Smart companies know their data is their edge, guiding decisions based on its analysis.
That’s why companies chase after feature stores and big data clusters. They want every last drop of insight from their data. They pile on features, buy third-party data, scrape social media. Anything for an edge.
But the more companies rely on outside data, the greater the risk of corrupting their foundation. This is the Trojan horse that brings contaminated data—endangering any competitive edge.
The Trojan Horse — Generative AI
I caught up with an old friend, a sharp data scientist I used to work with. He sent me an essay about the growing problem of garbage data. It hit home.
All of us in the industry and elsewhere have heard the adage, “garbage in, garbage out,” but in today’s world of GPT, are we starting to poison the well?
We know that Amazon Kindle Publishing is being flooded with GPT-generated books and reviews, and Clarkworld, a premier science fiction literary magazine, is cutting off submissions due to AI-generated garbage.
Nothing is safe. Even the Pentagon got fooled by fake images, and the markets panicked.
All this fake content—essays, images, reviews—could soon be training the next generation of AI models. Without vigilance, we risk undermining the entire field with poisoned data.
Every day, it gets harder to tell what’s real. The risk of building on fake data keeps climbing, leading to AI systems that could make incorrect choices and amplify existing issues in the real world.
Economic moats
In MBA school, we learned about barriers to market entry. Some of these barriers are structural, such as economies of scale or high entry costs. For example, starting a biotech firm poses a significant barrier to entry due to high research and setup costs.

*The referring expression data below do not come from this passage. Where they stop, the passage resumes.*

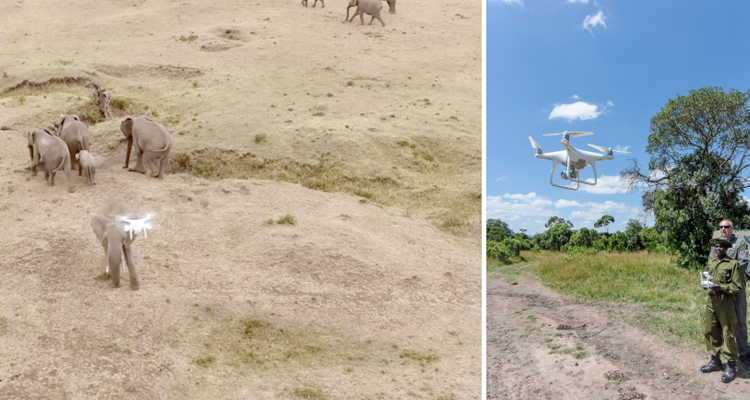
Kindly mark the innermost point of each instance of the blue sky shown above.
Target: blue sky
(602, 66)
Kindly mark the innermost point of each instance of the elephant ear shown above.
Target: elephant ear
(126, 127)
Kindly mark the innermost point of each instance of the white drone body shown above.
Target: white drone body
(574, 159)
(136, 224)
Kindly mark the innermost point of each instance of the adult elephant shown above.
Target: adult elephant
(75, 134)
(50, 151)
(370, 7)
(152, 143)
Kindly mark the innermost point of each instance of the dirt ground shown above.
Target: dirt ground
(356, 299)
(527, 321)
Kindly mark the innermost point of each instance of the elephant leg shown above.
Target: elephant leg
(162, 167)
(114, 260)
(131, 258)
(139, 161)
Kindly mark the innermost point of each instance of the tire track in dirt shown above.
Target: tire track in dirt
(534, 335)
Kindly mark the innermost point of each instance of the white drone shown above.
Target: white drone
(136, 224)
(573, 158)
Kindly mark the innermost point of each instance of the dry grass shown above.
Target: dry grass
(373, 296)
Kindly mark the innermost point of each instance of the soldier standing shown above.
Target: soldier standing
(739, 252)
(721, 318)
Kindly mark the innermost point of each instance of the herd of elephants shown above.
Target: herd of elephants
(68, 146)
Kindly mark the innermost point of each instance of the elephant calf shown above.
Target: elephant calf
(116, 241)
(323, 5)
(50, 151)
(370, 7)
(75, 134)
(152, 143)
(89, 164)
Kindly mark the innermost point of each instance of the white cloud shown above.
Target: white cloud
(592, 21)
(522, 197)
(562, 203)
(605, 184)
(531, 211)
(578, 110)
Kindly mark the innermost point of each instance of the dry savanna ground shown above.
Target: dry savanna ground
(317, 236)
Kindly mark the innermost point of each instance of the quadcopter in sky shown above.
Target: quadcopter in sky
(574, 159)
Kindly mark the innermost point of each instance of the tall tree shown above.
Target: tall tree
(498, 230)
(699, 166)
(604, 221)
(557, 220)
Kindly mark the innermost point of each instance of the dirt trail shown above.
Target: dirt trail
(525, 321)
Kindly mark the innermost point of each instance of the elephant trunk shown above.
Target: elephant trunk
(127, 155)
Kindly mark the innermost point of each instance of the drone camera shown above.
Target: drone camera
(573, 174)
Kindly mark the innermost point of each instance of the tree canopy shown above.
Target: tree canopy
(699, 166)
(604, 221)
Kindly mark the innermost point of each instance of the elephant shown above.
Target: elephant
(49, 150)
(89, 163)
(103, 97)
(371, 7)
(75, 134)
(304, 3)
(116, 241)
(152, 143)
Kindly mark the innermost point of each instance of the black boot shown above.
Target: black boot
(730, 368)
(713, 365)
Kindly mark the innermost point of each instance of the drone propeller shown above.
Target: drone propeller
(574, 134)
(607, 149)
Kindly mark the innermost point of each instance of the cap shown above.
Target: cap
(721, 241)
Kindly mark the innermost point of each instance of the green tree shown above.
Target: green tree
(556, 237)
(557, 220)
(498, 229)
(699, 166)
(604, 221)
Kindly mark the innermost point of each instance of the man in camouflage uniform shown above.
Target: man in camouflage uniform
(720, 320)
(739, 252)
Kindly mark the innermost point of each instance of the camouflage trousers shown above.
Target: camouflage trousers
(720, 326)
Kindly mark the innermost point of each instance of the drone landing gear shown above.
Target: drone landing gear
(572, 175)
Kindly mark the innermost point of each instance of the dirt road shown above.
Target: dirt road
(542, 345)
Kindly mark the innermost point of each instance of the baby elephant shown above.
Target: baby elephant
(89, 164)
(370, 7)
(116, 241)
(304, 3)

Other barriers are artificial and strategic; they’re created by existing competitors to keep you out. These barriers include loyalty schemes, branding, patents, and licensing.
Recently, a memo was leaked from Google that stated: “We Have No Moat, and Neither Does OpenAI.” In other words, closed-source large language models (LLMs), which were once considered a competitive advantage for OpenAI, might not be the economic barrier they thought they could be.

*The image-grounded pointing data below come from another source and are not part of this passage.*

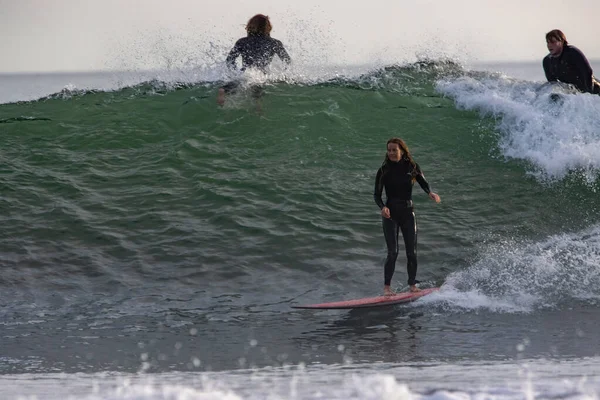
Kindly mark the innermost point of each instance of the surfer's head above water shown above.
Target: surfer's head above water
(397, 150)
(556, 41)
(259, 25)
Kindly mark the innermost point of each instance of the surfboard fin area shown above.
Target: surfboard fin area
(366, 302)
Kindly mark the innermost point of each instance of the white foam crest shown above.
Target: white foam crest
(553, 129)
(521, 277)
(540, 379)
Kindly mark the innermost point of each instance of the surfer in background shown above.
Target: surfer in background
(397, 175)
(567, 64)
(257, 50)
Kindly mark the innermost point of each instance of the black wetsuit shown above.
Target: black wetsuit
(257, 51)
(572, 67)
(397, 179)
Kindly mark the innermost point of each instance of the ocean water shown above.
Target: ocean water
(153, 244)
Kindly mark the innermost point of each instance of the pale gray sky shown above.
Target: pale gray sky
(84, 35)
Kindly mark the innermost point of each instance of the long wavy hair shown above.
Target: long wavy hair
(557, 34)
(259, 25)
(405, 156)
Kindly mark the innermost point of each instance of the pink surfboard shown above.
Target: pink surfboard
(370, 301)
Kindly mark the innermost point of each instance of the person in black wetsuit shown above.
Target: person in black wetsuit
(567, 64)
(397, 175)
(257, 51)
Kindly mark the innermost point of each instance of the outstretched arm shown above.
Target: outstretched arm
(282, 53)
(377, 193)
(549, 75)
(232, 56)
(584, 70)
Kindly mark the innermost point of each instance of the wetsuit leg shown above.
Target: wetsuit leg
(408, 226)
(390, 232)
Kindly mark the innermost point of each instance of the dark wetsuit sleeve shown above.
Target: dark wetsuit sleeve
(422, 181)
(583, 68)
(378, 192)
(282, 53)
(547, 70)
(232, 56)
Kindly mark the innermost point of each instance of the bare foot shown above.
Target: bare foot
(387, 291)
(221, 97)
(414, 289)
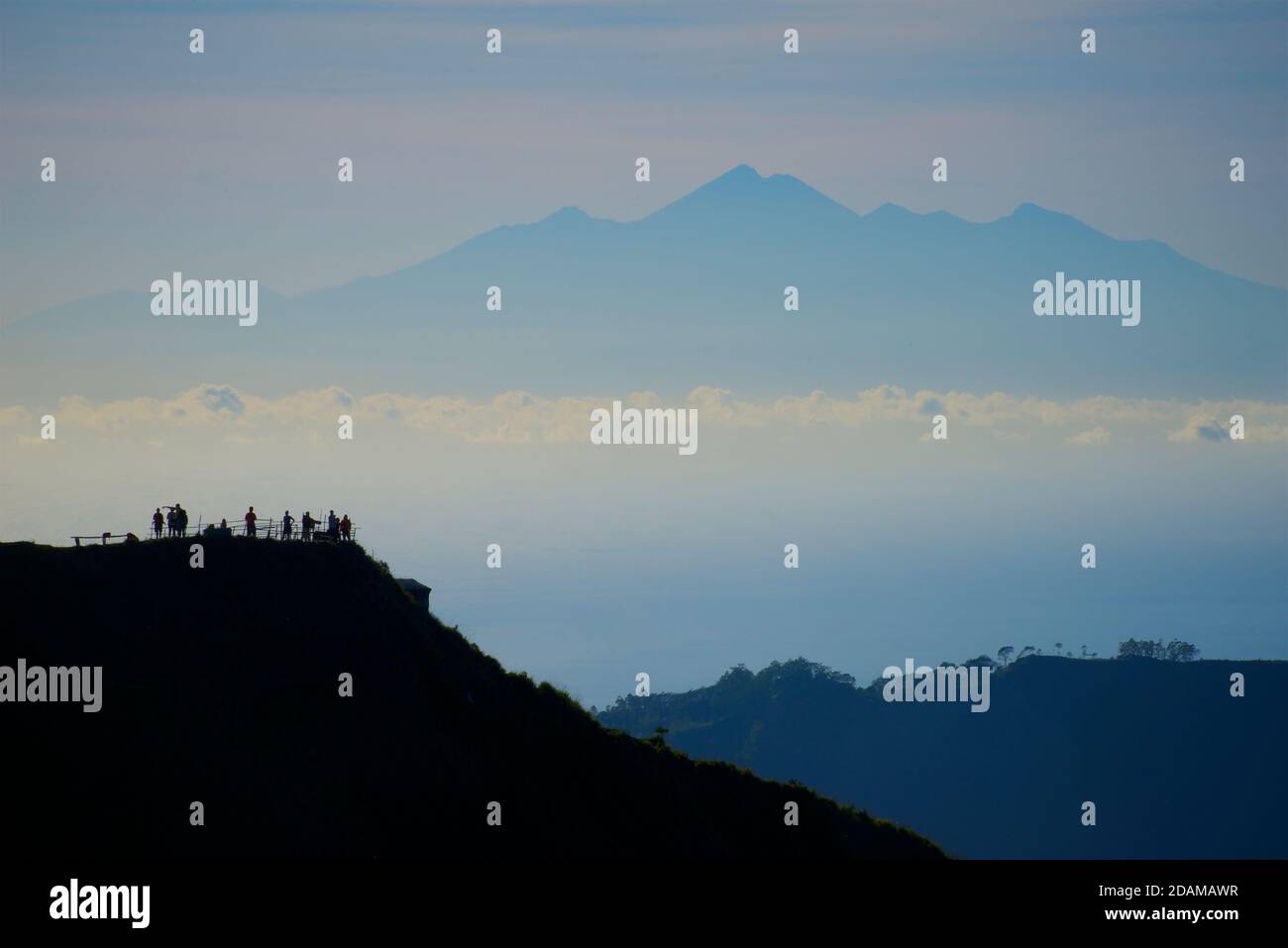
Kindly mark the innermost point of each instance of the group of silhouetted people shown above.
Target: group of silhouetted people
(335, 528)
(174, 522)
(310, 528)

I agree with Google here. Open-source models, tuned with your own data, are going to win. The field is wide open.
If LLMs aren’t the moat, what is? It’s the data. The same thing that started this whole mess.
In a sea of AI-generated junk, the real advantage is having clean, carefully curated data. This is the true moat: a foundation of trustworthy data that no competitor can easily replicate.
It’s the data, stupid.
It always comes back to the data. Trustworthy data is the anchor for all AI progress. If you can’t trust your data, you can’t trust your models—a core threat, but also a massive opportunity for those who solve it.
I bet we’ll see new startups pop up to tackle this. They’ll sift through social media, flag the fakes, cross-check Tweets with real news, and build models to spot fake images before they slip into training data.
They’ll have to build new systems to make sure the data they use is actually real.
The future belongs to those who can keep their data clean and free from contamination. Only then can AI fulfill its promise without being undermined from within.